Using the recurrence relation: $F_{6}$ = $F_{5}$ + $F_{4}$ = 2 $F_{4}$ + $F_{3}$ =...= 5 $F_{2}$ + 3 $F_{1}$ . Now we can see that the coefficients of $F_{2}$ and $F_{1}$ are the 5th and 4th terms of the Fibonacci sequence (respectively). Using this fact produces: $F_{5}$ = 3 $F_{2}$ + 2 $F_{1}$ , $F_{4}$ = 2 $F_{2}$ + $F_{1}$ , $F_{3}$ = $F_{2}$ + $F_{1}$ . Now summing these terms together with $F_{2}$ and $F_{1}$ , gives: 12 $F_{2}$ + 8 $F_{1}$ = 13 (#1). Now using the recurrence relation with [ $F_{6}$ = 4 $F_{1}$ ] $\rightarrow$ $F_{6}$ + $F_{5}$ + ... + $F_{1}$ = ( $F_{5}$ + $F_{4}$ + $F_{3}$ + $F_{2}$ + 5 $F_{1}$ ) = ( $F_{6}$ + $F_{3}$ + $F_{2}$ + 5 $F_{1}$ ) = ( $F_{3}$ + $F_{2}$ + 9 $F_{1}$ ).
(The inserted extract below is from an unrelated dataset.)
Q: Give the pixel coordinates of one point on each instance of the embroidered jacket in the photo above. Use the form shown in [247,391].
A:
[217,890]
Using $F_{1}$ = $F_{3}$ - $F_{2}$ and - $F_{2}$ = $F_{3}$ - $F_{4}$ $\rightarrow$ 13 = $F_{4}$ +[ $F_{3}$ - $F_{2}$ ] + 8 $F_{1}$ = [ $F_{4}$ + $F_{3}$ ] + [ $F_{3}$ - $F_{4}$ ] + 8 $F_{1}$ = 2 $F_{3}$ + 8 $F_{1}$ = 2 $F_{2}$ +10 $F_{1}$ $\Rightarrow$ $F_{2}$ + 5 $F_{1}$ = $\frac{13}{2}$ (#2). Now let ${x}$ = $F_{2}$ and $F_{1}$ = ${y}$ , such that (from #1 and #2): 3 ${x}$ + 2 ${y}$ = $\frac{13}{4}$ and ${x}$ + 5 ${y}$ = $\frac{13}{2}$ . This solves to give: ${x}$ = $\boxed{\frac{1}{4}}$ and ${y}$ = $\frac{5}{4}$ .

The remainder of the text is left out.